Insufficient and regular sleep, which constitutes one third of life expectancy, can pave the way for many health problems. Sleep apnea, which starts with snoring and is expressed as cessation of breathing during sleep, can lead to various serious health problems such as obesity, hypertension, diabetes, heart attack or stroke. Associate Professor from Memorial Kayseri Hospital Neurology Department. Dr. Nergiz Hüseyinoğlu gave information about sleep apnea and treatment methods.
Cause of concentration disorder
The severity of sleep apnea, which is characterized by snoring and interrupted breathing during sleep, increases with the effect of age and environmental factors. Sleep apnea, as a result of waking up multiple times at night with suffocation and lack of oxygen, causes restless sleep and extreme daytime fatigue. Sleepiness and lack of concentration during the day are felt by other people. In advanced cases, patients may fall asleep even while waiting at traffic lights. The risk of traffic accidents and work accidents increases 7-8 times due to sleep apnea. It can cause sleep apnea, heart attack and high blood pressure in the long term, and over time, occlusions in the cerebral vessels pave the way for paralysis. The low oxygen level that occurs during the night disrupts the structure of the heart and vascular system, and heart enlargement is observed in half of the patients over time.
Pay attention to the symptoms of sleep apnea!
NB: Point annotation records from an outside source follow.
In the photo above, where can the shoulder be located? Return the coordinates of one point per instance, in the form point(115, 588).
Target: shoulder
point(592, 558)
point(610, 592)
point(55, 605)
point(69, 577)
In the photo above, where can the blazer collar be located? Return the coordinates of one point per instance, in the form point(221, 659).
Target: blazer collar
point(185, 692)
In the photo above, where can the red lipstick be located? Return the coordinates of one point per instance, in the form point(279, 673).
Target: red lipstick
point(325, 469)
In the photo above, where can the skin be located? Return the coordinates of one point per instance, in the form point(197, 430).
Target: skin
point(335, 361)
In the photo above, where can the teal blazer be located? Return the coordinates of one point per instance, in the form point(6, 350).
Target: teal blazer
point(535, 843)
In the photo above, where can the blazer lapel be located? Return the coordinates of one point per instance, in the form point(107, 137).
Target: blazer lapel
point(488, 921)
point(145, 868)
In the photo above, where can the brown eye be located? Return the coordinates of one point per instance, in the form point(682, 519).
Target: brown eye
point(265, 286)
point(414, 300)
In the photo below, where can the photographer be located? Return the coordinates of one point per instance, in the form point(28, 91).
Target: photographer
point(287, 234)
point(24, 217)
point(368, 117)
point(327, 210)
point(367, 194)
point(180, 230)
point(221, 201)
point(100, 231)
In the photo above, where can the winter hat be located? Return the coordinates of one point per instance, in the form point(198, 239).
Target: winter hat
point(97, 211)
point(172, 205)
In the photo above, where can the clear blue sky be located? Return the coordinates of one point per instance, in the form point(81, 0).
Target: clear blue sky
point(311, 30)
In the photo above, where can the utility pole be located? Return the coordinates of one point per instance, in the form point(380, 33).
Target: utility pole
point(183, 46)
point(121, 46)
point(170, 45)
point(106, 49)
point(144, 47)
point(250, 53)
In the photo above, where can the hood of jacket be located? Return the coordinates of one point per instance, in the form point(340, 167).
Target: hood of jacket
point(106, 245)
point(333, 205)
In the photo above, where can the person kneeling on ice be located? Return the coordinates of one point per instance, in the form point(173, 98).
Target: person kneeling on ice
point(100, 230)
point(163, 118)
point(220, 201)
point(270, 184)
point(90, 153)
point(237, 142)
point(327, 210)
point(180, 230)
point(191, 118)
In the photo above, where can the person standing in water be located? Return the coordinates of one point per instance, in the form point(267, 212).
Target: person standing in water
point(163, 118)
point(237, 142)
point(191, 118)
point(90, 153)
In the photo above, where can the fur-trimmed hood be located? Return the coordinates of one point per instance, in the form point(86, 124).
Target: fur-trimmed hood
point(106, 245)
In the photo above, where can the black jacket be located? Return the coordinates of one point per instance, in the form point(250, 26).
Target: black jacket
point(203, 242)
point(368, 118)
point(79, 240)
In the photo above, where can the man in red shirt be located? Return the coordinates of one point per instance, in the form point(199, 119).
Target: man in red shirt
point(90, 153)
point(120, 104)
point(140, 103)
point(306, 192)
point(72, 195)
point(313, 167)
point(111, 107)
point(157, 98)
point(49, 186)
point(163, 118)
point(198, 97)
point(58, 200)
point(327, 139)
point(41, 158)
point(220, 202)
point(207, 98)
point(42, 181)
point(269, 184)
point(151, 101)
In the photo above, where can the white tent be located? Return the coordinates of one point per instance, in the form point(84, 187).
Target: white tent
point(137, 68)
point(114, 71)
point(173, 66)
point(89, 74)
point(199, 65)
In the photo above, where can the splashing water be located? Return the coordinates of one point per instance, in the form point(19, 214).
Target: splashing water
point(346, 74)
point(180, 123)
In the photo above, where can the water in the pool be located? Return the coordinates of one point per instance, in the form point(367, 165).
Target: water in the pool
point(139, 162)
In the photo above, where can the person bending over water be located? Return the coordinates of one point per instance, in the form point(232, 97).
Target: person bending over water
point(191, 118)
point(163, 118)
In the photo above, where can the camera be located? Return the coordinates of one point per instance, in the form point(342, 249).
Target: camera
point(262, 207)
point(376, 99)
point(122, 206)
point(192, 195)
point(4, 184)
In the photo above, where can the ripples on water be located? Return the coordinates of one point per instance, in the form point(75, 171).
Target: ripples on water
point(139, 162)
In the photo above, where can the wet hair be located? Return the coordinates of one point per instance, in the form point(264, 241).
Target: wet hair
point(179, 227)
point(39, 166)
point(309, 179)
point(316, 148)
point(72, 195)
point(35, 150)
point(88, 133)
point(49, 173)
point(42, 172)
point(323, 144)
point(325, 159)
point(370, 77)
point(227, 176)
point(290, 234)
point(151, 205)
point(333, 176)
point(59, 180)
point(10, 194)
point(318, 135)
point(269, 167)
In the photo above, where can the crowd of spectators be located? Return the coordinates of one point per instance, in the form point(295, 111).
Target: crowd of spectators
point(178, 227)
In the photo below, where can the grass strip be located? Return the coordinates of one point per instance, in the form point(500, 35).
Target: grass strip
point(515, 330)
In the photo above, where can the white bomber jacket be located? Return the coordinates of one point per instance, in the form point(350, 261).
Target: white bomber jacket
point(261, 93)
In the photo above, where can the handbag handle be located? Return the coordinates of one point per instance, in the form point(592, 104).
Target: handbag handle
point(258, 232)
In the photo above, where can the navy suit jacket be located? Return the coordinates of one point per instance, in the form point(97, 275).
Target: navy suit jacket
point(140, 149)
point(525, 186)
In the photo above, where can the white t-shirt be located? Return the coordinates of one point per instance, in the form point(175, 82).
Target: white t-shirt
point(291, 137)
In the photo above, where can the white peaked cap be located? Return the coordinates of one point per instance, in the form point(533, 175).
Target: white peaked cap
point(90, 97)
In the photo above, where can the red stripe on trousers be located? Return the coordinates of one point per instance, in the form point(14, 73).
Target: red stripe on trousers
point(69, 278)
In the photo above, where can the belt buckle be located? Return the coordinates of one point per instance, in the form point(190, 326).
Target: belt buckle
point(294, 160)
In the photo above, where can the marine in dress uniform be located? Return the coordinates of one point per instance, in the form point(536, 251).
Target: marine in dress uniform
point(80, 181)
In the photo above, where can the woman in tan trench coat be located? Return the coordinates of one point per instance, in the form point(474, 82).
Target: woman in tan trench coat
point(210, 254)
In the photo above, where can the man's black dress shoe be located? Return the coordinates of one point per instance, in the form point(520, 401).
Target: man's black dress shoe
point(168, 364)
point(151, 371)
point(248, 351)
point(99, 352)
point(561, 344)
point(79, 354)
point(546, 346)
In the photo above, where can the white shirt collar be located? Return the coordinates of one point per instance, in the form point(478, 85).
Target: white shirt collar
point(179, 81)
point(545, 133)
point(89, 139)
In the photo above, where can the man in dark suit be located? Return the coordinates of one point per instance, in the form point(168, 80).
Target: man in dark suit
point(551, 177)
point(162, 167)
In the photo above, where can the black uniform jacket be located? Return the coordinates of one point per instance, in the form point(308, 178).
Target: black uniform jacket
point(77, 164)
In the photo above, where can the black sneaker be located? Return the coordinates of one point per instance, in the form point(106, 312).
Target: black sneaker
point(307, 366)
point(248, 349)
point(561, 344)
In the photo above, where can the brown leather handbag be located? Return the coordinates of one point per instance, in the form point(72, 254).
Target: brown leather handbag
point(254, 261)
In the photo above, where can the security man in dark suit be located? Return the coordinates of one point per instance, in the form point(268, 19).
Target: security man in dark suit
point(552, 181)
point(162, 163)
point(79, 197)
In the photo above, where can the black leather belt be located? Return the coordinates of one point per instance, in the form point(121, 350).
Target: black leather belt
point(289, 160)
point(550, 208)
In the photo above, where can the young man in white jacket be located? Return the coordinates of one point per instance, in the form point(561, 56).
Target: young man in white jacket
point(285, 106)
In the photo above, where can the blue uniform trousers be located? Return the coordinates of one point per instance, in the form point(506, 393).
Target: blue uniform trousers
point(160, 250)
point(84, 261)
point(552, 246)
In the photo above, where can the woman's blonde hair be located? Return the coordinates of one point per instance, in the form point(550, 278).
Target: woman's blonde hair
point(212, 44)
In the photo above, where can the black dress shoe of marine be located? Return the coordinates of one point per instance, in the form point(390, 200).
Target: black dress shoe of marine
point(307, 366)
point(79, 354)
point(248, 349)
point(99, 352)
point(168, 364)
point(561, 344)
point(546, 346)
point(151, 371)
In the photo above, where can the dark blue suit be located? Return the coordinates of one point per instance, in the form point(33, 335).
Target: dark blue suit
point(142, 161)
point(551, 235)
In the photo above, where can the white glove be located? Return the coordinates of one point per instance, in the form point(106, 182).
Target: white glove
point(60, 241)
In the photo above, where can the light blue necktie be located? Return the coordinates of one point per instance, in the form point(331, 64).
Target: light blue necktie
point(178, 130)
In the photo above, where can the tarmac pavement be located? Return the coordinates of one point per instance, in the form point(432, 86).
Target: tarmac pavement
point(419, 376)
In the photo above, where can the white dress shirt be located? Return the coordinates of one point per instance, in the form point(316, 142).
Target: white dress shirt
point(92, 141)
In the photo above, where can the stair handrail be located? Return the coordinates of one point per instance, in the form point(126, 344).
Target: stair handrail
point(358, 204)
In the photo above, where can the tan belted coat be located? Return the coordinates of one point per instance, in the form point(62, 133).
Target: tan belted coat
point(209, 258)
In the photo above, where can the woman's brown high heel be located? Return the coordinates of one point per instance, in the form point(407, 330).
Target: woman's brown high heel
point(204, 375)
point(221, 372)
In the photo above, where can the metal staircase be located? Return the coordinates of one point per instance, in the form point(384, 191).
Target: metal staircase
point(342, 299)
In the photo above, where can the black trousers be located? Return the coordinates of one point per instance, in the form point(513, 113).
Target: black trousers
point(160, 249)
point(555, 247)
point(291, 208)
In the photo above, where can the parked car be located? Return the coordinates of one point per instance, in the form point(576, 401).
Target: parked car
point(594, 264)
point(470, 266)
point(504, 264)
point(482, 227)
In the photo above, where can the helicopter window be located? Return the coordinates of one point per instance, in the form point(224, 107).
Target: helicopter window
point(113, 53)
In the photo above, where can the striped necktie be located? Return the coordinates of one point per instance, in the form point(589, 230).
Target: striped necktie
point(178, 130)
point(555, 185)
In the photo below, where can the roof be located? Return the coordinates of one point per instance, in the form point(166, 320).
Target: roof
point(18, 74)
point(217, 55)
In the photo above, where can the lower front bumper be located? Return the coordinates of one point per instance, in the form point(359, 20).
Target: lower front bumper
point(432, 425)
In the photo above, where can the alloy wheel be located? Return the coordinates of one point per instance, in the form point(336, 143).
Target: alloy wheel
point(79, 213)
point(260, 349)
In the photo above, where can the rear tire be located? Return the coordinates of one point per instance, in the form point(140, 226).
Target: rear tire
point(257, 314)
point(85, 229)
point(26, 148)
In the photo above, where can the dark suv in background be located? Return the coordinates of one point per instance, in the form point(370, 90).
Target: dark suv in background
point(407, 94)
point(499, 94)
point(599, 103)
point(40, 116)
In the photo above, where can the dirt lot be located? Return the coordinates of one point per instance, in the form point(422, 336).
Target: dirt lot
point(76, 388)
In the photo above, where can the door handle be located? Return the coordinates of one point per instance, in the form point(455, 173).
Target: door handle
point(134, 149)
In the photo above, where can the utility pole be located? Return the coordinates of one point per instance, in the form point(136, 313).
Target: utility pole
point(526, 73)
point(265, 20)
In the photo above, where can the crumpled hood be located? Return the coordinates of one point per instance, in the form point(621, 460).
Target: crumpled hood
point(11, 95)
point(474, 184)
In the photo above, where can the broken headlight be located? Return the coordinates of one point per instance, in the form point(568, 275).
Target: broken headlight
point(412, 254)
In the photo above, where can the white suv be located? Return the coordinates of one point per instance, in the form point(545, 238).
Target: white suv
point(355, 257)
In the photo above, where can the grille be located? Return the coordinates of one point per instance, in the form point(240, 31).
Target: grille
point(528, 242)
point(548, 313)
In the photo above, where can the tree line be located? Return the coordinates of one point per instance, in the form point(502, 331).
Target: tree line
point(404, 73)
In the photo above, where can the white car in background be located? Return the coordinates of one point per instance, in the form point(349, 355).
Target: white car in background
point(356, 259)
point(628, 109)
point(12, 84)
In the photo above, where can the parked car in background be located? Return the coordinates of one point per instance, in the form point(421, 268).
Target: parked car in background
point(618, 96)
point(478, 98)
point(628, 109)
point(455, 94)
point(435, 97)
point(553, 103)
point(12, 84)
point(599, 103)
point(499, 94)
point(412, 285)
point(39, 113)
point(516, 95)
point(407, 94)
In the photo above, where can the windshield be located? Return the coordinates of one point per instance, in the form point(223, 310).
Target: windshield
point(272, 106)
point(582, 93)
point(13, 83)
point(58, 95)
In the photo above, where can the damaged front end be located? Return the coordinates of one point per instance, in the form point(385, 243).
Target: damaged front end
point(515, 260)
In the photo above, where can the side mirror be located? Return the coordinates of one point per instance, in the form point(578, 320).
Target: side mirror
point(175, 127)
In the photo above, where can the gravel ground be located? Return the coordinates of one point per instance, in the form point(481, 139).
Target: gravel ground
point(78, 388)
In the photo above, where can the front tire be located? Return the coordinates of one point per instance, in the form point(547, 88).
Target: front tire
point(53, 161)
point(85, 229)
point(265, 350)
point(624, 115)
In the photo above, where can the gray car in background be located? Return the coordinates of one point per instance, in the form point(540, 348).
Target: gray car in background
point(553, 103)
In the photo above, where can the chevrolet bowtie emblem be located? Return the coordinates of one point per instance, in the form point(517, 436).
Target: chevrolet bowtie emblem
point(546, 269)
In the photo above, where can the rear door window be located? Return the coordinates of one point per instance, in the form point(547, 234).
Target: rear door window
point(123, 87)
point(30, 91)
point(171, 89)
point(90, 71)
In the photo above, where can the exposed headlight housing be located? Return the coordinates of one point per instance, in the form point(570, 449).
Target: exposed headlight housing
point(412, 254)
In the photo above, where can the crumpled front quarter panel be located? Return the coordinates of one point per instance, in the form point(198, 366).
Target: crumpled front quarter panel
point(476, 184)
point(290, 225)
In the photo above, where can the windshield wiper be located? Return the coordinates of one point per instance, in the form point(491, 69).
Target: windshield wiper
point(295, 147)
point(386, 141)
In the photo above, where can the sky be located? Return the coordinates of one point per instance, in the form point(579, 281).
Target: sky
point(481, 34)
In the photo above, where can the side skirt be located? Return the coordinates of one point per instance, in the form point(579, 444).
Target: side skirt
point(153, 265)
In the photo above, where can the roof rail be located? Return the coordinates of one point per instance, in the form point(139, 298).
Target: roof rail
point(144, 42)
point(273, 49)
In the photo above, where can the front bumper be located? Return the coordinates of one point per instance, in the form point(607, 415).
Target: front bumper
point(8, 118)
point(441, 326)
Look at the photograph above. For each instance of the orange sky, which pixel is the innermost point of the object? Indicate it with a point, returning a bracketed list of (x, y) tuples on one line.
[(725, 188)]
- Noisy snoring and intermittent breathlessness heard by others
- Sometimes suffocating awakenings and sleep interruptions
- Going to the toilet frequently at night
- Excessive sweating and dry mouth
- stomach reflux
- Extreme tiredness and fatigue during the day
- Poor concentration
- daytime naps
- Getting fat
Obesity is both cause and effect
In recent years, it has been determined that there is a connection between obesity and obstructive sleep apnea. Obesity patients constitute 3/2 of the people who apply to the doctor due to sleep breathing disorders. Obesity can be both a cause and a consequence of sleep apnea. The degree of obesity is directly proportional to the severity of sleep apnea. Fat accumulation around the neck and airway of overweight people prevents healthy breathing. With the deterioration of the control of the upper airway, the severity of sleep apnea also increases. The increase in the severity of sleep apnea leaves the body and especially the brain without oxygen throughout the night and deep sleep cannot occur. In the absence of deep sleep, the patient's hormone secretion changes, which leads to a slowdown in metabolism and accumulation of fat in the body. There is a vicious cycle between obesity and sleep apnea. Therefore, as obesity increases, the severity of sleep apnea increases, and as the severity of sleep apnea increases, weight increases.
Definitive diagnosis is made by sleep test.
If people with a body mass index of 35 and above have snoring, excessive daytime sleepiness and fatigue, or have shortness of breath during sleep, they should immediately consult a specialist in sleep disorders. In order to diagnose sleep apnea, a physical examination of the patient should be performed in addition to the patient's complaints. In addition, blood tests, tests showing thyroid functions, blood pressure measurement, heart and lung examinations give an idea about the presence of the disease. The definitive diagnosis is made by polysomnography (PSG), that is, the sleep test. For the sleep test, the patient is hospitalized overnight in the sleep center, and brain activity, depth of sleep, heart and respiratory function, blood oxygen levels, snoring and involuntary leg movements are recorded during sleep. If the presence of sleep apnea is determined as a result of the sleep test, the disease can be treated with appropriate methods. After the disease is treated effectively, a person can lose their weight permanently.